Among the general practitioners there is the age-old agony for the conscientious GP as to how much time he or she will be required to give up for the management of the consortium, at the expense of treating patients. The evidence from the early experiences of the pathfinder consortia shows that many able practitioners have come to terms with this issue and are able to adjust their professional lives around it—and the consortia are at the heart of these reforms. They will take the place of the primary care trusts. What, then, is the difference? The main difference, as I see it, is that the PCTs have seriously little clinical input. This, by contrast, will, I hope, be the strength of the consortia, which will be clinically led. These consortia, to which every general practice will have to belong, will have the resources to back up their constituent practices and will commission secondary care.
The document Liberating the NHS: Legislative Framework and Next Steps is, I suggest, a model of its kind. It is readable, positive and forward-looking. I wish to speak about one of the specific matters mentioned in it—the provision of specialist services. It is known that some disabled charities are concerned that some specialist low-volume and often expensive services which they use will be lost. The paper specifically provides for this by encouraging consortia to work together to share such services, and for these to be commissioned by the NHS Commissioning Board. This is but one example of the many relatively minor issues which have been addressed in the paper and demonstrates the flexibility of the proposed consortia structure.

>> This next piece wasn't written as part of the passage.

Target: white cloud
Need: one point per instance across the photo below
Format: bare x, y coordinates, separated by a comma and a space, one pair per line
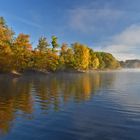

Much has been made of pathways in the paper, and these are at the heart of the proposals in the relationship, initially, between the patient and his or her GP. If the patient cannot be treated within the practice, the GP will negotiate with medical colleagues in the consortium, who will in turn negotiate with the provider. Note the clinical input at every stage.
Time does not permit me to make anything but passing reference to the very welcome initiative proposed to combine many of the functions of healthcare and social services under the health and well-being boards. The point that the noble Lord, Lord Turnberg, made about the care of the elderly is crucial to this combination. This is a very important and long overdue development.
I asked a GP who had given me considerable help in preparing for this debate whether there was any point that he would like me to make. He said without hesitation, “The NHS has for far too long tolerated poor performance by general practitioners”. I suggest that this is at the heart of these reforms.